勇気をください
夏休みに入り、俺は宮古さんに呼ばれた。
待ち合わせをしている喫茶店で一人待っている。コーヒーを啜っているとドアを開ける宮古さんの姿が見えた。
「あっ、小鳥遊さん。お待たせいたしました!」
「いや、待ってないよ」
何の用かは知らないがとりあえず来てほしいと頼まれたので俺は来てみたのだが。
結構おしゃれしていて可愛い。空には一歩劣るがそれでも美少女と名高い宮古さんだ。俺から見ても普通に可愛いと思える。
「それで、用って?」
「そのことなんですが、喉が渇いたので飲み物飲んでから出よろしいでしょうか」
「いいよ」
宮古さんはカフェオレとホットケーキを注文し、俺もコーヒーのお代わりを注文する。
数分後、カフェオレが運ばれてきた。
「ここのカフェオレ好きなんです。甘くて……とても美味しいんですよ」
「そうなのか? 今度頼んでみるよ」
「はい。ホットケーキも美味しいので今度西園寺さんと一緒に来てみてはどうでしょう。放課後デートとかには最適だと思いますよ」
たしかに。放課後デートならここの雰囲気はいいかもな。
「そ、それで、用件というか相談なのですが……」
「相談?」
「はい。あ、あの……私が光を好きなことはもうご存知……ですよね?」
「ああ。そういや去年の学校祭で言ってたね」
「はい。……その、この夏休み、私は告白をしようと思いまして……」
「……ああ、手伝ってくれと」
「……はい」
顔を赤面させてぶくぶくとカフェオレを泡立てる宮古さん。
告白するということだ。それはめでたいことだし、結ばれるように俺も頑張ってサポートしたいな。

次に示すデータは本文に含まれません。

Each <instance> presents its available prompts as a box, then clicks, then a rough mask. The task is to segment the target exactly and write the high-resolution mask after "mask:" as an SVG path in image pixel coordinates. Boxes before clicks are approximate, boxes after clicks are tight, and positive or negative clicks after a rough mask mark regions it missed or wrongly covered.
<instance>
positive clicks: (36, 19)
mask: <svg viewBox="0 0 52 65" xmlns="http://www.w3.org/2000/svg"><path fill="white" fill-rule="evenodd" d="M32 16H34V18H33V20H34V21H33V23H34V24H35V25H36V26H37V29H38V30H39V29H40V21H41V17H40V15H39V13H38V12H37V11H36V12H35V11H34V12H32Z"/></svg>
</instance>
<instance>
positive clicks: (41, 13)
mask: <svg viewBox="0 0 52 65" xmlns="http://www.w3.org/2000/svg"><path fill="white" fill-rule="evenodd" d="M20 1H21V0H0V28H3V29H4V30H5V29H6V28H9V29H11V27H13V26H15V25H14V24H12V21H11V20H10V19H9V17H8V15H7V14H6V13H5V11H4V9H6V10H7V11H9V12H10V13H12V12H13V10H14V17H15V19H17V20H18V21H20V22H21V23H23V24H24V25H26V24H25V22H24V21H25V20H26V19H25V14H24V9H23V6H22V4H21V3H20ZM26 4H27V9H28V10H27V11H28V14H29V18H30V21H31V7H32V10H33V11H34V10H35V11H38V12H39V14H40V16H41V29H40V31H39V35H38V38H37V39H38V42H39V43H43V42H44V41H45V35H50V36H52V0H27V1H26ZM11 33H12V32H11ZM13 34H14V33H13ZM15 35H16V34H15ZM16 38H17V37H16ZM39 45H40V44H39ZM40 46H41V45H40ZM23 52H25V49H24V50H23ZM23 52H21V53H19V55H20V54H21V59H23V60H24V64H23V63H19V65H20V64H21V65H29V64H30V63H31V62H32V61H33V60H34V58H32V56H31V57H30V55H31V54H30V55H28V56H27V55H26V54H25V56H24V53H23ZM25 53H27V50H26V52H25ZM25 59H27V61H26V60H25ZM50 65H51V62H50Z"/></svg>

「私には一人で告白する勇気がなくて……ですね、その……光と仲がいい小鳥遊さんに手伝ってもらいたいなと……。だ、だめ……ですか?」
「別にいいよ。俺もサポートするよ」
「ほ、本当ですか!?」
机をたたき前のめりになって驚いていた。すぐに周りの視線に気が付いたのか、赤面して座っていった。
「告白する場所は決めてるの?」
「は、はいっ! 決めてます! ゆ、遊園地で告白しようかなと……。ひ、光から遊園地に誘われているのでその時に……」
「なるほど。それは何日?」
「は、八月一日……です」
あと一週間か……。
「そ、それまでに私に告白する勇気をください! こ、告白する私の背中を押してください! か、彼女さんがいる小鳥遊さんにそれをやってもらいたくて……。その、あと一週間で私に覚悟をください……。勇気の出し方を教えてください」
……勇気の出し方、か。
たしかに勇気出すのも勇気がいるからなあ。告白なんて自分の生活を変えるためにするようなものだし、それ相応の覚悟が必要となる。告白しようとは決めたけれど、まだ勇気がない。だから、勇気を出させてくれと。
結構な難題……だなぁ。なんて思いつつ、コーヒーを飲みほした。
「勇気の出し方……。わかったよ。じゃ、まずはリラックスの方法からやっていこうか。告白するにはまず冷静さが必要となるからね。何を言うか考えられる平静さをもつように自分を鍛えないとね」
「はい! 手取り足取りお願いします師匠!」
「し、師匠?」
「恋愛の師匠です! よろしくお願いしますね!」
わかったけど師匠はやめてください。弟子取る気はないので。